Lisa Desjardins: Protesters do say they see an injustice overseas and America tied to that injustice some — they say, through its support of Israel.

They see this as a life-and-death cause. They’re talking about nothing less than starvation, violent deaths of civilians. What should protesters be doing when they see injustice like that, in your view?

David French: Well, they should absolutely lift up their voices in protest, and the schools should absolutely provide an avenue and a place for people to protest.

They can engage in their own boycotts. They can engage in all kinds of constitutionally protected activities to lift up this issue. But they do not have the ability, under American law, to violate the rights of others because they think it’s for a good cause. That is not the way this works.

You cannot — my First Amendment rights and my rights to study, to sleep, to receive the benefit of an education do not depend on whether or not another group of students consider that a cause is important enough to disrupt my rights. That’s not how this works. Students have ample opportunity to express their views, and they also have opportunity to engage in true, genuine, peaceful civil disobedience.

But what we’re seeing on many campuses, not all, but many campuses is something an order of magnitude beyond that.

Lisa Desjardins: As you know, there’s not the same kind of right to free speech on private college campuses as there is on public, but many embrace that ideal.

But I also don’t know that there is an espoused right to sleep or right to have the most convenient path to the library. All of this is sort of weighing with something you pay attention to, our founders. You’re an originalist. You pay attention to their intention here. The founders themselves espoused rebellion, not just their own.

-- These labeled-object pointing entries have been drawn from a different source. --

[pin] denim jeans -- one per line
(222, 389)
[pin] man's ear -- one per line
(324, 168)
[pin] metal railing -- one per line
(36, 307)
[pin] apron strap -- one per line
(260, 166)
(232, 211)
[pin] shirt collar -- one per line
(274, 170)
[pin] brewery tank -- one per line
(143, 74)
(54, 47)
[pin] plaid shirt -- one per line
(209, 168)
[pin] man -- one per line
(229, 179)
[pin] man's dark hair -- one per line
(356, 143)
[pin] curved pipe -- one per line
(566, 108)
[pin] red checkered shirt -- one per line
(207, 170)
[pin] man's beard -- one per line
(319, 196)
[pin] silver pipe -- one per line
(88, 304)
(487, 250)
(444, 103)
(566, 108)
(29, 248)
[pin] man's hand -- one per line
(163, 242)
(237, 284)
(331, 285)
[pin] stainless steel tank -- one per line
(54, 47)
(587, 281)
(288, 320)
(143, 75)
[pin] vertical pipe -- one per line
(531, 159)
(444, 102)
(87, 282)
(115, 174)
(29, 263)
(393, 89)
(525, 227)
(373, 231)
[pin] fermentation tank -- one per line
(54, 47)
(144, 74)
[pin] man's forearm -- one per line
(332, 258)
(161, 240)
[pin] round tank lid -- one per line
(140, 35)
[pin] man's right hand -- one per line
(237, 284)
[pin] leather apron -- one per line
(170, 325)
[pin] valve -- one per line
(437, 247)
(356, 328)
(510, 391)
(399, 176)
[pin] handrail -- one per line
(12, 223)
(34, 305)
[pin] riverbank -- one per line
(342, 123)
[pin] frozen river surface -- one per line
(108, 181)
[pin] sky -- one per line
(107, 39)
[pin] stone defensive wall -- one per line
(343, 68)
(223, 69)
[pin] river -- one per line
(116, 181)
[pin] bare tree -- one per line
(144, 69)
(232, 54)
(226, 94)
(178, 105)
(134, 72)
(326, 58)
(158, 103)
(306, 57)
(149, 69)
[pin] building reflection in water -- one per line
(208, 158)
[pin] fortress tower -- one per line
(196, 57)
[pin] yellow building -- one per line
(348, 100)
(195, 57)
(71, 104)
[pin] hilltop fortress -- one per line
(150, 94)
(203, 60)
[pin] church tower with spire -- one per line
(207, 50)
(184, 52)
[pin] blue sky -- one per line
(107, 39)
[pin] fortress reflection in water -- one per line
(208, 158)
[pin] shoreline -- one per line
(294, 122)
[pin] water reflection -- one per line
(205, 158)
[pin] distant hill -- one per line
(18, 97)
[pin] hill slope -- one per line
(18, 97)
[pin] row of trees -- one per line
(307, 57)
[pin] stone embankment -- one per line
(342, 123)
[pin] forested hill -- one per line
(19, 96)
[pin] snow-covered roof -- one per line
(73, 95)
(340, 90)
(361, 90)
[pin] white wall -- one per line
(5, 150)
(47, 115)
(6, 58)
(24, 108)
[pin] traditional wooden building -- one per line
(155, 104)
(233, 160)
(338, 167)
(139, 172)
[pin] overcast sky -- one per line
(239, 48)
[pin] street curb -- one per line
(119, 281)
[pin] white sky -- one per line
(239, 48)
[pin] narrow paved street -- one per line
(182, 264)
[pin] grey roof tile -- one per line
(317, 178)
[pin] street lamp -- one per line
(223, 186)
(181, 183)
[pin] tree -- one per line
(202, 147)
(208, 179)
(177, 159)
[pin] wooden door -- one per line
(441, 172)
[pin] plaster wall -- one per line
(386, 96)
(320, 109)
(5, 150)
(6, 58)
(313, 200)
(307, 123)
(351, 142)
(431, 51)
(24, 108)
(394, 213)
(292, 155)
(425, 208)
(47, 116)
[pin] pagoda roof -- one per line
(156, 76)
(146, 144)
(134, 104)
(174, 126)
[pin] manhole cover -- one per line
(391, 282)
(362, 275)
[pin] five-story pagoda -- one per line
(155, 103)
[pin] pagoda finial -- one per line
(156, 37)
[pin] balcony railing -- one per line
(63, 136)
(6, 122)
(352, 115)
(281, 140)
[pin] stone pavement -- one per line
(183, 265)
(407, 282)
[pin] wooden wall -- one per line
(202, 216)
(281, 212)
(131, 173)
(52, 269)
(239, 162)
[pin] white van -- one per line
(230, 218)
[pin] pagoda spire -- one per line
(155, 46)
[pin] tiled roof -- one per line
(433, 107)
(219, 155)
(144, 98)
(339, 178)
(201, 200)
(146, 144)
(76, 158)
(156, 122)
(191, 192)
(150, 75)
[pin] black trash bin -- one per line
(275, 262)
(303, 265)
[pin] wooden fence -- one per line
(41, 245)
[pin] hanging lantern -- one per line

How do you weigh that idea of this sort of American tension between, yes, speak up, even do rebellious acts for something you believe in, but also perhaps follow the law?

David French: In many of these campuses, if you’re talking about people in their own dorms, in the comfort of their own dorms, there is a right to some peace and safety and security here.

And it is in fact violation of federal law, anti-harassment law, in particular, when, in particular, Jewish students can’t have full access to campus, can’t have — can’t sleep, can’t rest. These things actually violate federal law when it rises to that level.

And in that circumstances, these universities have to do something to protect the rights of other students. The right to rebellion, I would say that that was seriously diminished after the loss in the Civil War by the Confederacy. I don’t think there’s any real concept of a right to rebellion.

In this circumstance, if you have an actual rebellion against authority on campus, where people move beyond these reasonable time, place, and manner restrictions, they’re violating the rights of others. And I’m sorry, the law protects all of us. It doesn’t just protect a small cohort of people who decide to occupy part of a campus.

Lisa Desjardins: David French, part of a national conversation here, we appreciate your time.